Nocturama is not about death itself, though, as much as it is an attempt to channel our wills to escape the deterministic mechanisms that render existence as something already extinguished, devoid of agency or singularity or lasting import. That almost every character’s final words include either a declaration of love for another individual or a cry for heaven tells us precisely where Bonello locates our avenues for achieving the eternal—that is, outside of time, in another’s acknowledgment of us as essential and irreplaceable—and renders the heinous actions that they committed in the movie’s first half as not merely wrongheaded, which is obvious, but as the product of the very soul-denying institutions that they are revolting against.
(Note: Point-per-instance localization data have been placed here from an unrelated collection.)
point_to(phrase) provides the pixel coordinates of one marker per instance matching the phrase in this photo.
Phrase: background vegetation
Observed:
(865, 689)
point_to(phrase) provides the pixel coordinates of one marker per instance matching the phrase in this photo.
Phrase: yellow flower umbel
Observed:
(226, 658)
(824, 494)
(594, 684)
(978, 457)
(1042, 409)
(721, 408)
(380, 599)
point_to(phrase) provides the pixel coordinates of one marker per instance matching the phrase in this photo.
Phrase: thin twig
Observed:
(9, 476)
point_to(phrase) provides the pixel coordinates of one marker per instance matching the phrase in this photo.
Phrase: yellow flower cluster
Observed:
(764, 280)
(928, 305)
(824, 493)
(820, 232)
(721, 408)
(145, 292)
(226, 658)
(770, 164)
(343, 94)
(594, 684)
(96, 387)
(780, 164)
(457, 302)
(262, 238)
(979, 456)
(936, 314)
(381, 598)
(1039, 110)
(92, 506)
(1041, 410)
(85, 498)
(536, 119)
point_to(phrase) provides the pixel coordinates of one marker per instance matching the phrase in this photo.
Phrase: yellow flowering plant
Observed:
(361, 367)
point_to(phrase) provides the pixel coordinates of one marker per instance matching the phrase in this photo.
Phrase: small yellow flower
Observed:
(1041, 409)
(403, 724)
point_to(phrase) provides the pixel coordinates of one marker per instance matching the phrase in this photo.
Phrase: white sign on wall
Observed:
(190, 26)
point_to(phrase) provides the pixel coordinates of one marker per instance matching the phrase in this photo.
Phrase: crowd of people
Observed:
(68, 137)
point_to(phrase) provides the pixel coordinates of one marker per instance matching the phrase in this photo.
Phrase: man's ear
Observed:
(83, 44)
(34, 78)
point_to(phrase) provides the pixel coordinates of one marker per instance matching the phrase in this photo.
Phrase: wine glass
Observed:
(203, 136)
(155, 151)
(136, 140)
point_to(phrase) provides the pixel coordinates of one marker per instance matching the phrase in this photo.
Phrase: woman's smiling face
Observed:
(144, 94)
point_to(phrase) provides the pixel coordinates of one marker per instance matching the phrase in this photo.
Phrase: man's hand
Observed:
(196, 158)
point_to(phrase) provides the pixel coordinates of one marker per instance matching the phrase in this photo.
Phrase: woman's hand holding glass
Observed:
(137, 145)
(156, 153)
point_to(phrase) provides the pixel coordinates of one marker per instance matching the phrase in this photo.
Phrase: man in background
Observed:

It was bound to happen, indeed, and it is bound to happen again. And so, to offer another, final reiteration, we can return to that most critical and painful line uttered in the last gasps of L’Apollonide—“If we don’t burn, how will the night be lit?”—which is, one, about as Romantic a phrase as has ever been spoken, and two, can be seen as an entire embodiment of Bonello’s view of life as a force for other and future lives. Applied again, now, to the dreamers of Nocturama—who literalize this utterance and the movie’s title, blazing so that we might see into the night more clearly—reveals this picture as a tragedy of the highest order.